The pastor prayed and the man eventually DID get well and returned home. But no check came to the church. The pastor paid him a visit.
"I see you're doing quite well now," she observed. "I was just wondering about the promise you made."
"What promise?" he asked.
"You said you'd give $20,000 to the church if you recovered."
"I did?" he exclaimed. "That goes to show you just how sick I really was!"
It is easy to give thanks -- or to show it -- when we feel grateful. But gratitude is not a feeling we can manufacture. Nor are we born feeling especially grateful.
Children don't express much thanks by nature. Conveying appreciation is something we learn. And, here's the good news, we have a lifetime to get better at it.

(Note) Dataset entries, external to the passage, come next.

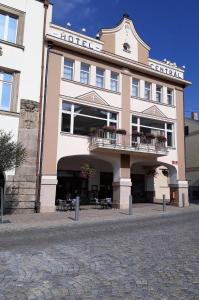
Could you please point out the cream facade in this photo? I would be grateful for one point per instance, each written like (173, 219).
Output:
(112, 107)
(21, 40)
(192, 160)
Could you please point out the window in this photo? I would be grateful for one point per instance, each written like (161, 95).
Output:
(68, 69)
(79, 119)
(155, 127)
(147, 90)
(84, 73)
(8, 27)
(186, 130)
(100, 77)
(169, 96)
(159, 93)
(126, 47)
(6, 81)
(135, 87)
(114, 82)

We teach our children to say thanks and, in time, they develop stronger feelings of gratitude. My children could talk before they were weaned from diapers, but one thing they never said was, "Thank you for changing my dirty diapers, Dad. I know that is a messy job. I appreciate all you and Mom are doing for me." Too bad. Sometimes we deserved a BIG thank you.
Once they became car sick at the beginning of a road trip, and I think they should have written a long thank-you letter to us for cleaning it up. Even though their mother and I spent almost a half hour scrubbing the carpet in a convenience store parking lot at seven degrees below zero (our metric system readers will recognize that as -22 degrees Celsius), they never did said, "Gosh, guys, you're the greatest parents ever! We are SO lucky to be part of this family."

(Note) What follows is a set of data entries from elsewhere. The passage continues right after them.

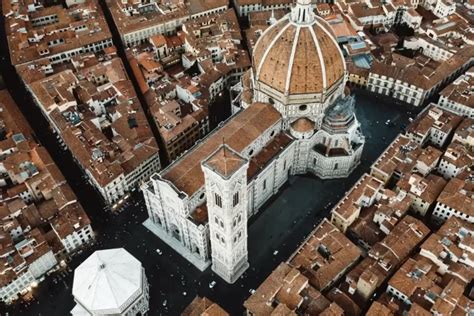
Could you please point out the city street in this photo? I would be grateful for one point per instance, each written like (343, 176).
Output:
(278, 229)
(274, 234)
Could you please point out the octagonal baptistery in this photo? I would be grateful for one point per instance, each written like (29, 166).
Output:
(298, 66)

But that's all right. Naturally, we wouldn't expect small children to thank their parents for being parents. And for most people, feelings of gratitude come with empathy as we mature. The more we express thanks, the more gratitude we feel. The more gratitude we feel, the more we express thanks. It's circular, and it leads to a happier life.
And that's the point. People who are generally happier got that way, at least in part, through gratitude.

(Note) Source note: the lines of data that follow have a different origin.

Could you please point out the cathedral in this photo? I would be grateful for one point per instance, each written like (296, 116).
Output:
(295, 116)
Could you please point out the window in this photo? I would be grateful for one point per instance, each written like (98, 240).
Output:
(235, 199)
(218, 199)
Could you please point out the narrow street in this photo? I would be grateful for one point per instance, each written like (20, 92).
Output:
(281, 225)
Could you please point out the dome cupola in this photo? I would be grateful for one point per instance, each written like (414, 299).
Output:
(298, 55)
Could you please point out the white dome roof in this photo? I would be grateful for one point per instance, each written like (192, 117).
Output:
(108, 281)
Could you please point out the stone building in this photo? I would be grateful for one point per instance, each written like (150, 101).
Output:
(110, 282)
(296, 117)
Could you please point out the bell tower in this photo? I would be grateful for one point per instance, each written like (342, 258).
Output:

Here are three simple steps to help anybody live more thankfully and to respond more authentically.
First, recognize WHEN a thankful response is appropriate. We take for granted too many of the things that we should be giving thanks for.
Second, spend a moment reflecting on how another's thoughtfulness makes you feel. Be intentional about this.
Then third, from a sincere feeling of gratitude, give thanks. Say it. Write it. It doesn't matter. But when you do, you will discover a side benefit – you are becoming a happier person.